2015 sera l’année de la réalité virtuelle. Oculus a présenté son dernier prototype au public durant le CES et a officialisé le lancement d’une version grand public de son casque cette année. Sony a réitéré sa volonté de lancé un casque similaire conçu pour fonctionner avec la PS4. Le fabricant Razer a quant à lui créé l’OSVR, un casque et un logiciel «universel» destiné à servir d’intermédiaire aux développeurs. En lançant Cardboard, Google a pavé la voie à une panoplie de petits fabricants qui mettent en marché des casques de tout acabit fonctionnant avec des téléphones cellulaires. Samsung, en partenariat avec Oculus, a lancé en fin 2014 le Gear VR version développeur, qui représente actuellement la crème de la réalité virtuelle mobile.

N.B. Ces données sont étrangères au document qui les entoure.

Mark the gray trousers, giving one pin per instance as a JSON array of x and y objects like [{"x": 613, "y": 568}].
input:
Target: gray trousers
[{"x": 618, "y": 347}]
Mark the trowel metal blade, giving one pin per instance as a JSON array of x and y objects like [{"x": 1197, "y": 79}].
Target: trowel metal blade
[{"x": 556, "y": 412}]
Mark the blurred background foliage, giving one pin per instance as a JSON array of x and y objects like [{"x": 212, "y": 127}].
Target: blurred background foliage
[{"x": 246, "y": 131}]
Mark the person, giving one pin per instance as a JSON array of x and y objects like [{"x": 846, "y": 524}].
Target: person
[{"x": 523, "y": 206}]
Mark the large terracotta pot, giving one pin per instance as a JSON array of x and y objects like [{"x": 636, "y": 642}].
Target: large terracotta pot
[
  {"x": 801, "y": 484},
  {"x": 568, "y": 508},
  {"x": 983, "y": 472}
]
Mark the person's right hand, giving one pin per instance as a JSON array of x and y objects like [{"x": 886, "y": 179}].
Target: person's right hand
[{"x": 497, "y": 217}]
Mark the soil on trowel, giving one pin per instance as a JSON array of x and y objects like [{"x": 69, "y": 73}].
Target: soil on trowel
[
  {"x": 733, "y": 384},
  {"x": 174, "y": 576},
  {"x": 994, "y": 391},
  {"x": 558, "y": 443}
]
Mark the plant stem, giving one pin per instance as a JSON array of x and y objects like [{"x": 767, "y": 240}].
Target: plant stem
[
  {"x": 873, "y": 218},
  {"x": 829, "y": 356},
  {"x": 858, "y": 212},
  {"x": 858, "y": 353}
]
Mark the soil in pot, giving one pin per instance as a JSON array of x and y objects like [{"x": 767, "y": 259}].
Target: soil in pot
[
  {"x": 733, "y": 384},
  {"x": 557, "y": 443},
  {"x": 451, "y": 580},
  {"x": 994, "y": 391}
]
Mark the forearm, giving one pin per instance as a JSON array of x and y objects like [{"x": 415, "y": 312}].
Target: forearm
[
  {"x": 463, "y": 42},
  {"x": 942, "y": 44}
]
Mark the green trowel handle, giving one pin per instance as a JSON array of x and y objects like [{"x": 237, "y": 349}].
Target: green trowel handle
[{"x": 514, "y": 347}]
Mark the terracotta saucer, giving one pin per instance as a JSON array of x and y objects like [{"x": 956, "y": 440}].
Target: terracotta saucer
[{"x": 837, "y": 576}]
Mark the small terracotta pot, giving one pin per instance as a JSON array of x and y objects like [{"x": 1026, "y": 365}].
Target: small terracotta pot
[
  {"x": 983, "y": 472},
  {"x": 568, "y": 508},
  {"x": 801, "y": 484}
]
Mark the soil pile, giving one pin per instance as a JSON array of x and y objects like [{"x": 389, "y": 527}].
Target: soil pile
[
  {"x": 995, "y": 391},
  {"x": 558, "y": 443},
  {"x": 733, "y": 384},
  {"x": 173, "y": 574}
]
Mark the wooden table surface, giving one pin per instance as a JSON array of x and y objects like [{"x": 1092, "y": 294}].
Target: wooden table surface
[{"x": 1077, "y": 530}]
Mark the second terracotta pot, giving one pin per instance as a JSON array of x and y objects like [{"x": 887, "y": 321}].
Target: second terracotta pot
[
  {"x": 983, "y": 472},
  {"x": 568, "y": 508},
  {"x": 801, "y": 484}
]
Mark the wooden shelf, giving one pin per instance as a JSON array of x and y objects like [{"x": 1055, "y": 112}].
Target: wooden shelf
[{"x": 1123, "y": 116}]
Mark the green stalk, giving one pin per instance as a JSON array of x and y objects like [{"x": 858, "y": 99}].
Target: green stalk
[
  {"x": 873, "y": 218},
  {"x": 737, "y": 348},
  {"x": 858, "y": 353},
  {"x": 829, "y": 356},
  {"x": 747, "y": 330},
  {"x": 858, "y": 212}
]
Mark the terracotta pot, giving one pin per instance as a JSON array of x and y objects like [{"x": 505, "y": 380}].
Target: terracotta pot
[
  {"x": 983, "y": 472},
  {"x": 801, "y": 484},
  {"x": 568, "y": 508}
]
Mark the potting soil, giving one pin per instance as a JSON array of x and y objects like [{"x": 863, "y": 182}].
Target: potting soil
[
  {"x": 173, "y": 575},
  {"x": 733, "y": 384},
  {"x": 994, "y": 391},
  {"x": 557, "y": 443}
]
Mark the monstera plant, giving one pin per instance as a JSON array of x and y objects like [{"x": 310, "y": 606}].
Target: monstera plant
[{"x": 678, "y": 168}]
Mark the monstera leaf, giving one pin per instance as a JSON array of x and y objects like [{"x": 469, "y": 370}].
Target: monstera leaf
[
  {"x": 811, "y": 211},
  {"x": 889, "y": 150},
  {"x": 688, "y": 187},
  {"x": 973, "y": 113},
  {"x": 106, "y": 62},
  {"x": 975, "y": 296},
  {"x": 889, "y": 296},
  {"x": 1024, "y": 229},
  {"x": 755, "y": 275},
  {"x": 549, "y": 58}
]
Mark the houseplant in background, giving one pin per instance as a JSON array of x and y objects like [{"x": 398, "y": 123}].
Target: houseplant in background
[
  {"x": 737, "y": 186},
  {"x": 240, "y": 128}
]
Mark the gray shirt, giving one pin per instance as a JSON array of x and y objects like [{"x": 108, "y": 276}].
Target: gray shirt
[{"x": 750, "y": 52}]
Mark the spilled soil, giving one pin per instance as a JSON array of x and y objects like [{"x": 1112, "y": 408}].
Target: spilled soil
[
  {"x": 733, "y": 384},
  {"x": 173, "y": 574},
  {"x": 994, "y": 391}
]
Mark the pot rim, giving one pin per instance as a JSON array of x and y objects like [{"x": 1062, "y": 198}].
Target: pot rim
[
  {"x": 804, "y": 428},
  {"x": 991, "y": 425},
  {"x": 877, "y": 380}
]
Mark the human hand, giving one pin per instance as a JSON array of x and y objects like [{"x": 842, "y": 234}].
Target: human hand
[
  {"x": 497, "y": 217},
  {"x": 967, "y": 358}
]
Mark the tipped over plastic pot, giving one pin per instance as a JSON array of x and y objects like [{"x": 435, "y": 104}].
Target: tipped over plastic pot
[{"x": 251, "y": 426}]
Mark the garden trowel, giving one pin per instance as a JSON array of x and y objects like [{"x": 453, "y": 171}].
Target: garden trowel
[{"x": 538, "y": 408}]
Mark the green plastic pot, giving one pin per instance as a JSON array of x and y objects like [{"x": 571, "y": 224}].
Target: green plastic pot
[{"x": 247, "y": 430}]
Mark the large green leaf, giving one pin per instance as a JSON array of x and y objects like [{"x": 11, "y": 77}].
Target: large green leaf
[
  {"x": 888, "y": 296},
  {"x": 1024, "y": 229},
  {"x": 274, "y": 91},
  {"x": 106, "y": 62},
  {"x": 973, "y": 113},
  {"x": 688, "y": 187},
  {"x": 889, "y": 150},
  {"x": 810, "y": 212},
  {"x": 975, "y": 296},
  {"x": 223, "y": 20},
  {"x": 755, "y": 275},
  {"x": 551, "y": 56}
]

Pour les développeurs de contenu et d’applications, les logiciels dominants servant à développer des jeux pour ce format de contenu, soit Unity et Unreal, sont déjà utilisés de façon généralisée dans l’industrie et ont aujourd’hui atteint leur pleine maturité. Pour ce qui est de la production cinématographique pour ce format, deux approches semblent se dessiner. La création de vidéos panoramiques omnidirectionnels, quoique impressionnante, n’est encore qu’au stade expérimental. L’autre façon de consommer la vidéo en réalité virtuelle, et qui a le plus de succès à ce jour, consiste à présenter un film produit de façon traditionnelle, en 2D ou en 3D stéréoscopique, et de le projeter dans une salle de cinéma virtuelle, recréant ainsi l’immersion d’une salle de cinéma.